Fact     : No. Soy products contain isoflavones, which are molecules that are similar to the hormone estrogen. It is this similarity that has led to some theoretical concerns that soy could increase the risk of estrogen-sensitive cancers, including breast cancer. But, studies show that isoflavones are not in fact identical to estrogen. Isoflavones and estrogen do not have the same preference for estrogen receptor binding.  Clinical trials consistently show that the intake of isoflavone does not adversely affect the risk of breast cancer. These studies on humans have not confirmed a link between eating natural soy and developing breast cancer. A 2010 study found no association between phytoestrogen consumption, which includes soy products increased risk for breast cancer. No data is decisive enough to tout soy’s effects on breast cancer risk or any type of cancer.


Myth   : All types of soy have the same effect on the body.

Fact     : Your body may process the natural soy in tofu, miso, and soy milk differently than the kind that’s added to processed foods.

The soy protein isolate found in supplements, protein powders, and meat substitutes are usually stripped of nutrients, such as fiber.

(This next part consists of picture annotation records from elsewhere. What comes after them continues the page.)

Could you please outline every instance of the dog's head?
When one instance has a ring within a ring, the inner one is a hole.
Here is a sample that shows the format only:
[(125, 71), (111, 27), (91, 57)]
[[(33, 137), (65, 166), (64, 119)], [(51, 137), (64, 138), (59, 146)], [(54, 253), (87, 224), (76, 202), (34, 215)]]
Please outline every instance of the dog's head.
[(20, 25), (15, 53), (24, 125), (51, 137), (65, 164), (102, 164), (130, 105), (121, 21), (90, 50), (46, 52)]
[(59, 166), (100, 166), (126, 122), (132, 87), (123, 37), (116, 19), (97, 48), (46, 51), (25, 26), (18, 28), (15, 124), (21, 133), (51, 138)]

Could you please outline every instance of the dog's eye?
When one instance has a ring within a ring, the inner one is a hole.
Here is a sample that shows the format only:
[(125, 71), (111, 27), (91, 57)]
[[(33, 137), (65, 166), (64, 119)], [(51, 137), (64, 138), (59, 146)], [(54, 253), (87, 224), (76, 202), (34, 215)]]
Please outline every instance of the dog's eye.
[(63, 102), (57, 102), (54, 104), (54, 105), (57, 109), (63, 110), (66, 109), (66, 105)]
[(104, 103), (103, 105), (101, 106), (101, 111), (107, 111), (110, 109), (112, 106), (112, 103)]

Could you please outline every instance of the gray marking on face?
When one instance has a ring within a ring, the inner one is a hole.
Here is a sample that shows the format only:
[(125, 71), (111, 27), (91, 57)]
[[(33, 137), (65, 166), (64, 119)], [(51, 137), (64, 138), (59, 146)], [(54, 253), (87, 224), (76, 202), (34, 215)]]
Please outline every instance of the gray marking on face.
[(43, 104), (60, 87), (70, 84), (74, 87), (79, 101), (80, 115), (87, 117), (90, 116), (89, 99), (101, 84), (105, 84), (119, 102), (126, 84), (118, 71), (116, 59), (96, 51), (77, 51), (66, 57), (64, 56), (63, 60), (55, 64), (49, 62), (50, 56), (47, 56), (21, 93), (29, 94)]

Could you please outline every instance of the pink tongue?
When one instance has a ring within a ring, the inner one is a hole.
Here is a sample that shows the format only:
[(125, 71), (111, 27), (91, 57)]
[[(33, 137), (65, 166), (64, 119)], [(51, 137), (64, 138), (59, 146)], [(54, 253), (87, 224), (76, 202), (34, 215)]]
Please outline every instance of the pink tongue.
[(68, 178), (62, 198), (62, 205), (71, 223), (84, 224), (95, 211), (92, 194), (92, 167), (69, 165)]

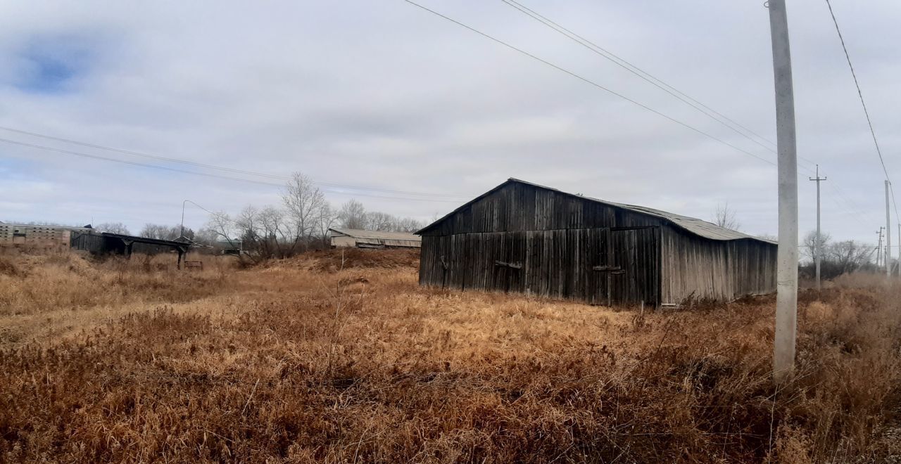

According to experts, it’s also a more concentrated form of soy. So you’re much more likely to get a high dose if you’re having protein shakes and soy hot dogs than if you’re eating edamame.

Experts recommend sticking with a moderate amount, or about 1-2 servings, of whole soy a day.

One serving includes:

  • ½ cup tofu
  • ½ cup tempeh
  • ½ cup edamame
  • ½ cup cooked or canned mature soybeans
  • 1 cup soymilk
  • 1 cup soy yogurt
  • ¼ cup soy nuts  
  • 1 Tbsp. miso


Myth   : If you have or had breast cancer, avoid all soy foods.

Fact   Just as eating a moderate amount of whole soy doesn’t make you more likely to get breast cancer, it also doesn’t seem to raise your risk for recurrence. However, experts recommend that breast cancer patients best avoid soy supplements or processed soy foods.  


Myth   : Eat soy to protect against breast cancer.

Fact     : While eating a moderate amount of soy is fine, it’s too soon to suggest eating more to protect your breasts.  In one report, researchers analyzed data from diet surveys completed by more than 9,500 American and Chinese women. Those who said they ate the most soy were 25% less likely to have their cancer return compared to those who had the least.  Some experts worried that soy might interfere with breast cancer drugs that lower estrogen levels, such as tamoxifen. But the same study showed that soy also protected against recurrence in patients who took tamoxifen. The soy foods that the study included were tofu, soy milk, and fresh soybeans. As you might expect, Chinese women ate far more of it than those in the U.S.  “The results are promising, but there’s still not enough information,” says experts. Experts now believe that soy isoflavones may actually block estrogen from attaching to breast cancer cells instead of spurring growth like once thought.  Many of the hallmark studies are done in Asian countries, where people grow up eating soy in its traditional forms. This may influence the way their body processes soy.


Bottom line   : Choose whole soy rather than processed soy foods. Eat them in moderation as suggested (1-2 servings /day)

In the Shanghai Breast Cancer Survival Study, consuming more soy (more than 2 servings per day) wasn’t linked to risk, but it also showed no added health benefits. A range of soy foods is available to make plant-focused eating habits easy, delicious, and nutritious. Try a switch in focus to look at whole soy foods, like tofu, tempeh, and edamame, for what they offer as a way to cut back on meat, red meat, and eat a more plant-focused, for an overall healthy diet.